I thought the switchbacks were the hardest part – completely exposed to the sun as the day was warming up. Lots of turns, steps, a few rocks and close to the edge of a very steep drop down. A few of our group started playing a game I don’t recall the name too. It involved talking and at this stage I wasn’t in the mood for talking. I think my contribution was “let’s play a game to see who can be silent for the longest”.
I was trying to conserve my energy.
A lot of the time I was quiet.
I sang some songs in my head. I couldn’t backwards from 99. I listened to my breath and focused on deep breathing but I kept any negativity far from my mind.
I kept trying to balance my BGLs and my food intake. I struggled with the bounce back high bgls after I ate. I was giving small doses of insulin to cover my food, guessing most of the time how much I needed.
Definitely something I need to work on for future hikes.
As we climbed around the back of the mountains to reach Whitney – these last two miles were the hardest part. We were close to 14,000ft and breathing was hard. It thankfully wasn’t that steep but it was extremely rocky and at times we were walking between two sheer drops on both sides of the mountains.
This was the toughest section for me. At times I didn’t think I would make it to the top. I was fatigued and my body was finding it hard to move forward. We had mini breaks along the way to allow everyone in our group to catch us along the path.
Alex and I went ahead most of the time as I didn’t want to sit still for too long, especially as I got more tired.
We finally came around the final corner and we could see the hut at the top of Mt Whitney which was our final destination.
I regained some energy knowing we were meters away. We climbed almost to the top and waited for the rest of the group to join us so we could do the final ascent together.
We made it! We took photos, we absorbed the view, we ate some food – for me it was granola, an energy bar and some dried fruit.
15 minutes later, some rest, water and digesting the accomplishment we just made it was time to head back down.
Alex, myself and Paul headed off first wanting to get the rocky climb back across the mountains out of the way.
This again was the hardest part going back down. I struggled with high bgls after the snacks at the top of the mountain and again ended up injecting 2 units of insulin about 1-hour into our descent.
The switchbacks came and we couldn’t get down them fast enough to reach one of the water springs to refill. Almost everyone in our group was out of water by this time.

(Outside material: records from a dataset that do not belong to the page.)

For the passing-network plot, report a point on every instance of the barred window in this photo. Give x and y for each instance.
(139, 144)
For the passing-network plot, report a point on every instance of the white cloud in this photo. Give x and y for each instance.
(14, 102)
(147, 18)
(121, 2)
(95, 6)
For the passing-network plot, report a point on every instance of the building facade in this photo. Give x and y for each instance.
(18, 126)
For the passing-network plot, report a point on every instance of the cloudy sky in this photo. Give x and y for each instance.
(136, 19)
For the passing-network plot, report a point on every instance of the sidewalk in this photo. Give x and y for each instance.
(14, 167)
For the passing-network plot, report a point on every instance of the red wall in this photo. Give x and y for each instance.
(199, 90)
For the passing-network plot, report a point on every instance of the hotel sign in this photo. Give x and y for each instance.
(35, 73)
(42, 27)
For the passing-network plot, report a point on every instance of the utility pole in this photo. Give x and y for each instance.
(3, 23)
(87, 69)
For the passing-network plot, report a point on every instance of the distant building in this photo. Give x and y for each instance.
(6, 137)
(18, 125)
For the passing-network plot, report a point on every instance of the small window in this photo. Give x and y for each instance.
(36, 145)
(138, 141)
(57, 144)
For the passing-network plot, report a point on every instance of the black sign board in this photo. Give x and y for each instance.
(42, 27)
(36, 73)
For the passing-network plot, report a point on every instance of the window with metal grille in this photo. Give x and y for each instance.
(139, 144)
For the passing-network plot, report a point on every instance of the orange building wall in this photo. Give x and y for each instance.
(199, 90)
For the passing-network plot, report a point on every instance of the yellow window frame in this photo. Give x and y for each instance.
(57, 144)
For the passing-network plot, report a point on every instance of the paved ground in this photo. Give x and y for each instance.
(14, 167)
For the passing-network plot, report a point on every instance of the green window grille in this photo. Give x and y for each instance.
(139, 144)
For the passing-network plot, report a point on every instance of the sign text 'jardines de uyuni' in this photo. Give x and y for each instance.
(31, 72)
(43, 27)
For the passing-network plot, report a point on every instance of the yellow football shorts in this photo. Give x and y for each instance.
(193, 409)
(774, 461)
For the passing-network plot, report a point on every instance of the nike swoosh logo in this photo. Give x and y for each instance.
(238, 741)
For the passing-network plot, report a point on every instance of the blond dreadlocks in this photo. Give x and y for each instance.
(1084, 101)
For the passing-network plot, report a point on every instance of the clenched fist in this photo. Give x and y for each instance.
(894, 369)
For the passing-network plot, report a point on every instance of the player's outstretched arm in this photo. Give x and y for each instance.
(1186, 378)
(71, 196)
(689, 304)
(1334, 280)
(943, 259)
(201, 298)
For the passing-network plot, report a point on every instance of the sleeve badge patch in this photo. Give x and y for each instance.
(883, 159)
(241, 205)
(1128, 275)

The minute we saw the water spring, we dropped everything and refilled our packs and bodies as quickly as possible.
There was a storm in the sky, fast approaching around 2pm. We had been on the mountain for 10 hours. Paul, Alex and myself lead the group while the others went slower as one of our team was experiencing some pretty bad altitude sickness and had to slow his pace considerably.
We wanted to get as far down as possible if the rain was to come. Thankfully it didn’t.
Alex and I got to the outpost around 5pm. We waited for the rest of the group for about 15 minutes and as we started to go again they came around the corner.
The last 4 miles took us about 2 hours. As we neared the end of the hike everyone just wanted to get to the bottom of the mountain. We were walking in sync, like a marching band, exhausted, hungry and thirsty. Talking about what we wanted to eat at the bottom, where our bodies were aching and how a shower would be nice, but unlikely to happen.
15hours 15 mins later we reached Whitney Portal Road. The trail entrance we were at 4am that morning.
What an achievement. Something I doubted inside I would be able to complete.
My BGLs that day looked like the elevation of the mountains we had just hiked. They were far from where I wanted them to be, but each time things don’t go to plan, I learn so much that I can use in my next hike, run, walk etc.
Each time I get closer to getting better control of my bgls in situations I am uncertain of.
And now to rest my feet before our next adventure in two weeks time.